The Great Depression that wasn't
POLITICAL DEBATE is not the same thing as fair debate, as the current discussion of the U.S. economy and President Obama's efforts to repair it illustrates. Amid a bruising, polarized election campaign, the president claims credit for both saving America from another Great Depression and laying the basis for future prosperity. And Republicans blame the stubbornly high unemployment rate entirely on him, asserting that it is but a prelude of misery yet to come. What would an objective analyst conclude?
Mr. Obama is right that the Great Recession was well under way when he took office in January 2009. He is also right to claim credit for the fact that it did not get much worse. The president's policies, including the $814 billion 2009 stimulus bill, the Treasury Department's bank stress tests, foreclosure prevention, and the bailout of General Motors and Chrysler, propped up demand for goods and services when the private sector could no longer do so. Whatever their deficiencies, for an economy in free-fall these interventions were the equivalent of a parachute.
Some caveats are in order: First, much depended on the Troubled Assets Relief Program (TARP), for which Mr. Obama must share credit with his predecessor, George W. Bush. Second, the Federal Reserve's near-zero interest rates and massive bond purchases probably did even more than the administration's policies to prevent a crash. In fact, the National Bureau of Economic Research said last week that the recession technically ended in June 2009, before the bulk of the stimulus spending.
Nor is Mr. Obama or his economic policy to blame for the economy's inability so far to resume robust, job-generating growth. The economy faces a painful, protracted process of deleveraging. Households and companies must work off a huge overhang of debt built up during the boom, and they can't resume spending and investing in the meantime. That deleveraging will hamper growth for -- well, for as long as it takes. Government efforts may ease deleveraging, but to the extent they succeed, it is generally by postponing the day of reckoning and making it more expensive when it inevitably arrives.
In other respects, Mr. Obama's leadership may have slowed recovery. Like any such massive effort, health-care reform had both benefits and costs, not all of which can be foreseen. We think that the pluses eventually will outweigh the minuses, if the government exploits the legislation's cost-bending potential -- but for now the minuses include a more uncertain business climate that may have retarded investment. Financial regulatory reform, too, was necessary but has roiled business decision-making in the short term. Thanks to poor design and avoidable red tape, the stimulus plan did not produce as much bang for the buck as it could have.

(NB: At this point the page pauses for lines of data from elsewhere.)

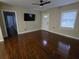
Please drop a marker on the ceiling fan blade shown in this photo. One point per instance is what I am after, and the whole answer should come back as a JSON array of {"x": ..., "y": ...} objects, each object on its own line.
[
  {"x": 35, "y": 4},
  {"x": 46, "y": 2}
]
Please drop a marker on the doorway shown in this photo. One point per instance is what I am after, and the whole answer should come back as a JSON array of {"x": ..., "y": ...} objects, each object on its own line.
[
  {"x": 45, "y": 22},
  {"x": 10, "y": 23}
]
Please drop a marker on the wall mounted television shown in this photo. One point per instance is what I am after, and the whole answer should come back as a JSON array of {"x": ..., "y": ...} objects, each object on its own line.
[{"x": 29, "y": 17}]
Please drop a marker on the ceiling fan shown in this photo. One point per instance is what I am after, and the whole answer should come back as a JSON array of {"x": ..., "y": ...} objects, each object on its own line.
[{"x": 42, "y": 3}]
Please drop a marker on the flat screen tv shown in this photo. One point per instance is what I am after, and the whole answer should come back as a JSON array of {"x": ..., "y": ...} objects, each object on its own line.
[{"x": 29, "y": 17}]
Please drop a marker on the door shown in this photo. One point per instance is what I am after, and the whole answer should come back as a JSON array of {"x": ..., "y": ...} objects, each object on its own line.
[
  {"x": 45, "y": 22},
  {"x": 10, "y": 23}
]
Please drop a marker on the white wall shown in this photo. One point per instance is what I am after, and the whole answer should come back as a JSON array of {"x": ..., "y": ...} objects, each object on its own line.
[
  {"x": 1, "y": 36},
  {"x": 23, "y": 26},
  {"x": 54, "y": 20}
]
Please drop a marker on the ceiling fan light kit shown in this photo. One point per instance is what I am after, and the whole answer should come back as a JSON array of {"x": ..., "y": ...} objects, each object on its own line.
[{"x": 42, "y": 3}]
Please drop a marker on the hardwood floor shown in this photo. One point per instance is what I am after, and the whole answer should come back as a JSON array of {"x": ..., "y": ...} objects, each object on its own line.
[{"x": 39, "y": 45}]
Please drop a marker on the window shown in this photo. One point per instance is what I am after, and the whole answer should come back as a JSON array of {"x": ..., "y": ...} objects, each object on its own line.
[{"x": 68, "y": 19}]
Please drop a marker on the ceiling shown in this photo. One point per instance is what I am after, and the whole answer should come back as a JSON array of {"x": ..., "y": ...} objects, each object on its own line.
[{"x": 28, "y": 3}]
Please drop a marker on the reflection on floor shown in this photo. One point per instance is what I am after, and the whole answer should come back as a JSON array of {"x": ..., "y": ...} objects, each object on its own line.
[{"x": 39, "y": 45}]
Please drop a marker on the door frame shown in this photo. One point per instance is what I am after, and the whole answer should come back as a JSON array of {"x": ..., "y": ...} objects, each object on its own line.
[
  {"x": 6, "y": 34},
  {"x": 43, "y": 14}
]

The water and transportation departments of Los Angeles, for instance, have so far created just 55 jobs with $111 million in stimulus money, mostly because of bureaucratic obstacles to spending the cash.

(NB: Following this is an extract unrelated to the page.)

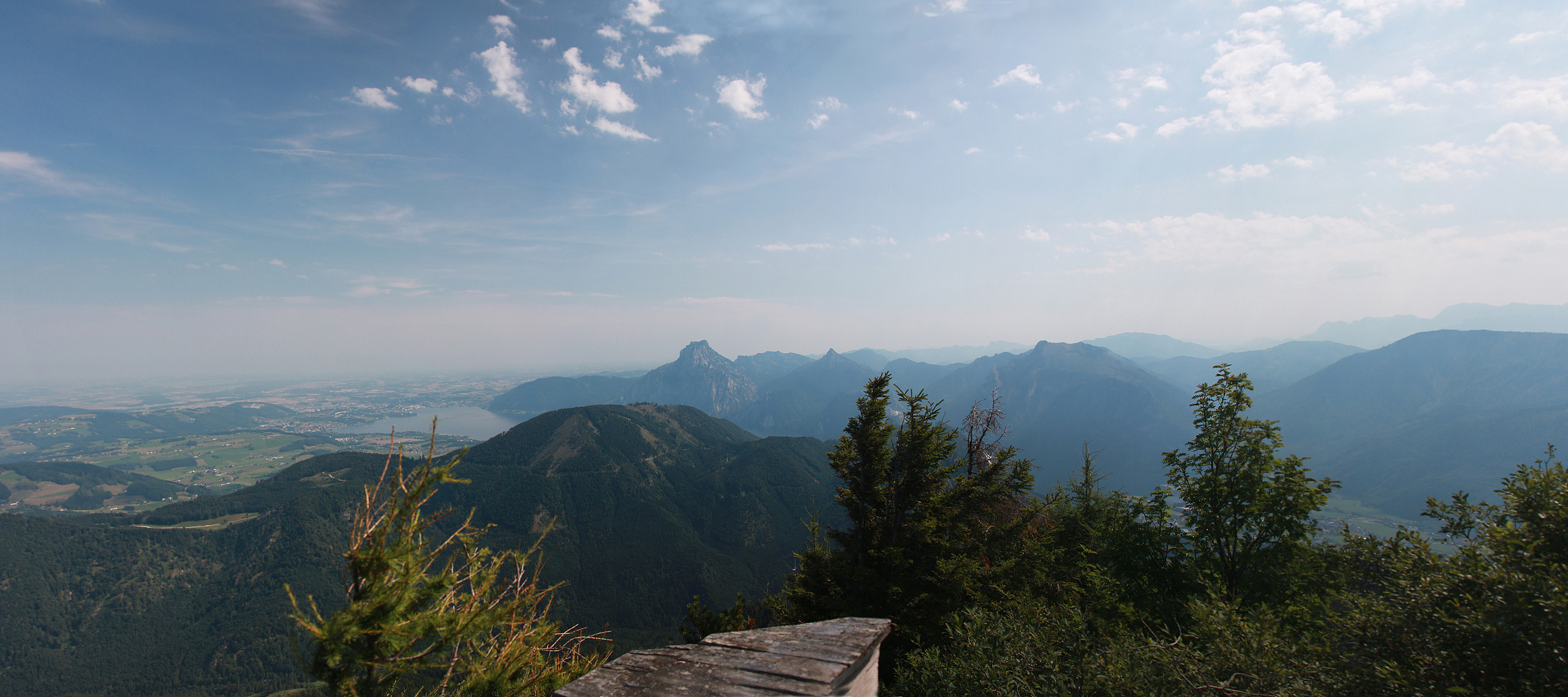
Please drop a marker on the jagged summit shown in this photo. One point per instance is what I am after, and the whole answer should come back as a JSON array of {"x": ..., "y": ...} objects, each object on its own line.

In short, Mr. Obama, his predecessor and the Federal Reserve have succeeded in soft-landing the U.S. economy. The benefit is obvious: no Great Depression II. Equally clear is the price we paid: a massive conversion of accumulated private-sector liabilities into federal obligations.

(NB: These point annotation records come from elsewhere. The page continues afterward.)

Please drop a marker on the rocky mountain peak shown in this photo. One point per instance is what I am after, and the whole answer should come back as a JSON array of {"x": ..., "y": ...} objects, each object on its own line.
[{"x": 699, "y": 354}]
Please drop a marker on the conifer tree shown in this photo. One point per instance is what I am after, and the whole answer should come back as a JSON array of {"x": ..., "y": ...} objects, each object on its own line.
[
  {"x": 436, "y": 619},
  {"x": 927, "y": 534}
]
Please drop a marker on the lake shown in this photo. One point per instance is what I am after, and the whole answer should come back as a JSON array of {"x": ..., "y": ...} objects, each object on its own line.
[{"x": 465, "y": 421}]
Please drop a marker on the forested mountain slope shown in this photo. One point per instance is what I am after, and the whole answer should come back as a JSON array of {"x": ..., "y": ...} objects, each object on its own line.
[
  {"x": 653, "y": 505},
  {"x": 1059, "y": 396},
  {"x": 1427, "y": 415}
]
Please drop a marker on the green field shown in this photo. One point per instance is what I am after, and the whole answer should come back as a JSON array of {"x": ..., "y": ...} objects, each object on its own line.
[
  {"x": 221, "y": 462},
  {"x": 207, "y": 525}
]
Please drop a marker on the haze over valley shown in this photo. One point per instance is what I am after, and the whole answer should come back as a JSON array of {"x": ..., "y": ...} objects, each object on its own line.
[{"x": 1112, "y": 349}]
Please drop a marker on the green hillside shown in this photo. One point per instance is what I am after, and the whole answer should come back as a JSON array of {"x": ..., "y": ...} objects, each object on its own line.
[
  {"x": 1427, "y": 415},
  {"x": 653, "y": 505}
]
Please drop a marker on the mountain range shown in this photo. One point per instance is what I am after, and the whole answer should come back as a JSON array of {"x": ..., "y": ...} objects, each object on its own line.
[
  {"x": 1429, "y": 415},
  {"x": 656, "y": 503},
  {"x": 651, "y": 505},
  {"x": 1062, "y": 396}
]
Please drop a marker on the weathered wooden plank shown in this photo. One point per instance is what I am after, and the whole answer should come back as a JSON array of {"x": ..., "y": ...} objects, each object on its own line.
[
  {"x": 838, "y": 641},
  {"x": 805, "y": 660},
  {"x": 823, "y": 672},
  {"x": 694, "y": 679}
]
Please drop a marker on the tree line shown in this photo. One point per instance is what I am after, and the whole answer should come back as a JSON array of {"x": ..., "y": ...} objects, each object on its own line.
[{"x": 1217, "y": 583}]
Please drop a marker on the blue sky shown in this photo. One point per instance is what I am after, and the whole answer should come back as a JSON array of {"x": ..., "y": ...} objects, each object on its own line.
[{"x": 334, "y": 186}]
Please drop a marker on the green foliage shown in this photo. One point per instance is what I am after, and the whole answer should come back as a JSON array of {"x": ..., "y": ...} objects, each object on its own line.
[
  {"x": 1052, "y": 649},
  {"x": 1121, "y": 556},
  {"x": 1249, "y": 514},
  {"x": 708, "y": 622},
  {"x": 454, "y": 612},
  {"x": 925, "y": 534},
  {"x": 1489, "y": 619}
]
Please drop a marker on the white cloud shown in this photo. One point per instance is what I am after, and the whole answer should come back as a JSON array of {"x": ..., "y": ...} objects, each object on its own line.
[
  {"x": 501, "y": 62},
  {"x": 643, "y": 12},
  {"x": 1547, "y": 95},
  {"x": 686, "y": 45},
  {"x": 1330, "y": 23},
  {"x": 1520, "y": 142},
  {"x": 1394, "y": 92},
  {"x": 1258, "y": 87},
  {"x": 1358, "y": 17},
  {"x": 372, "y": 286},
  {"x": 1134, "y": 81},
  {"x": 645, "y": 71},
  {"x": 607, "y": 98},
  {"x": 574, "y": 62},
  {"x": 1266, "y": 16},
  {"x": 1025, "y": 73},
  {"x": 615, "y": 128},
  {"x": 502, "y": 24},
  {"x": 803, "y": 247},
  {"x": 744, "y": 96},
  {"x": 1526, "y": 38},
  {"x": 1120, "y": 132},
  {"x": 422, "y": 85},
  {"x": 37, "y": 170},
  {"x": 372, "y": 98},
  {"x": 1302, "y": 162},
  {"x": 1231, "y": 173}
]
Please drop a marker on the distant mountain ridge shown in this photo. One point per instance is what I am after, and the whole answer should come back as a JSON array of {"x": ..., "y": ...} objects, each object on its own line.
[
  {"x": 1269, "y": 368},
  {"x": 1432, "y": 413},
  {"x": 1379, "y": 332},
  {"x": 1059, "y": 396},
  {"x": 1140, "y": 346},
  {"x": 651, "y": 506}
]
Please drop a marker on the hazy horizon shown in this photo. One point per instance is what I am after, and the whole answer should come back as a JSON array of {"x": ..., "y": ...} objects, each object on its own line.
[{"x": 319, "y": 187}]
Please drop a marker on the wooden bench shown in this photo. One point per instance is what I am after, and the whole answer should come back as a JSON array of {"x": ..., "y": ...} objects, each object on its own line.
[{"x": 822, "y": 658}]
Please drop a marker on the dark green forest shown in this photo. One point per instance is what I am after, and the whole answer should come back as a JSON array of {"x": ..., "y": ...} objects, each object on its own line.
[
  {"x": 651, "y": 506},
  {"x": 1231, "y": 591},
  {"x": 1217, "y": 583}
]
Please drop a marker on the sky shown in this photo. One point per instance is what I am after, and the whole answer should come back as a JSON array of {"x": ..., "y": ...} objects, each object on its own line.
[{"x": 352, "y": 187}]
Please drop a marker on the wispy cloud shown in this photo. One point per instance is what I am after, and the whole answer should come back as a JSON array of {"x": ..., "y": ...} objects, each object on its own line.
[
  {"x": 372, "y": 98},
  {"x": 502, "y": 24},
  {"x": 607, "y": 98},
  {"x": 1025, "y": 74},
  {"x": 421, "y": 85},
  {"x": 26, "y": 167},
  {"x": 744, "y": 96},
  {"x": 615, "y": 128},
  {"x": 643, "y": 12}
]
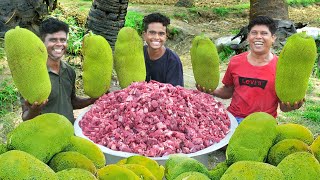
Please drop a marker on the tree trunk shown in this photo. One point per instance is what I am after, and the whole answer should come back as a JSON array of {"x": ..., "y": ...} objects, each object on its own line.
[
  {"x": 276, "y": 9},
  {"x": 107, "y": 17},
  {"x": 24, "y": 13}
]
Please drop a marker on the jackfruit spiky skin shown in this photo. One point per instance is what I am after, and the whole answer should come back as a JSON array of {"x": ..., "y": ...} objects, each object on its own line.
[
  {"x": 75, "y": 174},
  {"x": 152, "y": 165},
  {"x": 294, "y": 131},
  {"x": 27, "y": 60},
  {"x": 192, "y": 176},
  {"x": 205, "y": 62},
  {"x": 252, "y": 139},
  {"x": 97, "y": 65},
  {"x": 87, "y": 148},
  {"x": 251, "y": 170},
  {"x": 42, "y": 136},
  {"x": 300, "y": 166},
  {"x": 115, "y": 172},
  {"x": 217, "y": 172},
  {"x": 16, "y": 165},
  {"x": 179, "y": 163},
  {"x": 128, "y": 57},
  {"x": 284, "y": 148},
  {"x": 71, "y": 159},
  {"x": 315, "y": 148},
  {"x": 140, "y": 171},
  {"x": 294, "y": 67}
]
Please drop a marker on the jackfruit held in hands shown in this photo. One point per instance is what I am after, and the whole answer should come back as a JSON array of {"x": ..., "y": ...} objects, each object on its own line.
[
  {"x": 18, "y": 165},
  {"x": 43, "y": 136},
  {"x": 27, "y": 60},
  {"x": 87, "y": 148},
  {"x": 97, "y": 65},
  {"x": 252, "y": 139},
  {"x": 205, "y": 62},
  {"x": 294, "y": 67},
  {"x": 128, "y": 57}
]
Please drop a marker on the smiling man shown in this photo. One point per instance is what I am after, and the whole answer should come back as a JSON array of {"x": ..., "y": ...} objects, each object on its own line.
[
  {"x": 62, "y": 99},
  {"x": 162, "y": 64}
]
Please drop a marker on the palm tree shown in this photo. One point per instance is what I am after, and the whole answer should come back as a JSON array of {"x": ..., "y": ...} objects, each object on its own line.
[{"x": 107, "y": 17}]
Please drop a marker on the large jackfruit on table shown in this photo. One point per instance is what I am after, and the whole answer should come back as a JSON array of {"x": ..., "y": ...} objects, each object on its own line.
[
  {"x": 294, "y": 67},
  {"x": 97, "y": 65},
  {"x": 27, "y": 60}
]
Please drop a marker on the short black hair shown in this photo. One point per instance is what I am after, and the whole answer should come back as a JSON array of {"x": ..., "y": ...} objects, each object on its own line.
[
  {"x": 155, "y": 17},
  {"x": 52, "y": 25},
  {"x": 264, "y": 20}
]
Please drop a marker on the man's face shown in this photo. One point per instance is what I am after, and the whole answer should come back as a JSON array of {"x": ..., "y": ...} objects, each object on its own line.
[
  {"x": 155, "y": 36},
  {"x": 260, "y": 39},
  {"x": 56, "y": 45}
]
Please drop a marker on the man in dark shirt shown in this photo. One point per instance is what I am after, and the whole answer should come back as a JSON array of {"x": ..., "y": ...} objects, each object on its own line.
[
  {"x": 162, "y": 64},
  {"x": 62, "y": 99}
]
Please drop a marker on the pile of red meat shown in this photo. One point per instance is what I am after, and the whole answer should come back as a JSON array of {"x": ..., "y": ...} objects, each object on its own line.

The question now is what policies can deliver America from the debt-burdened stagnation that looms dangerously. Clearly, part of the answer lies in a structural shift from engines of growth that government policy long favored but that are now exhausted -- such as housing and financial services -- to more sustainable sources of jobs and income. Too often, though, Mr. Obama speaks as if "green" industries can sprout wherever Washington subsidizes them. Republican cries for massive cuts in capital gains and other taxes seem no less fanciful. Instead of this partisan impasse, the country needs a serious debate about its long-term economic challenges.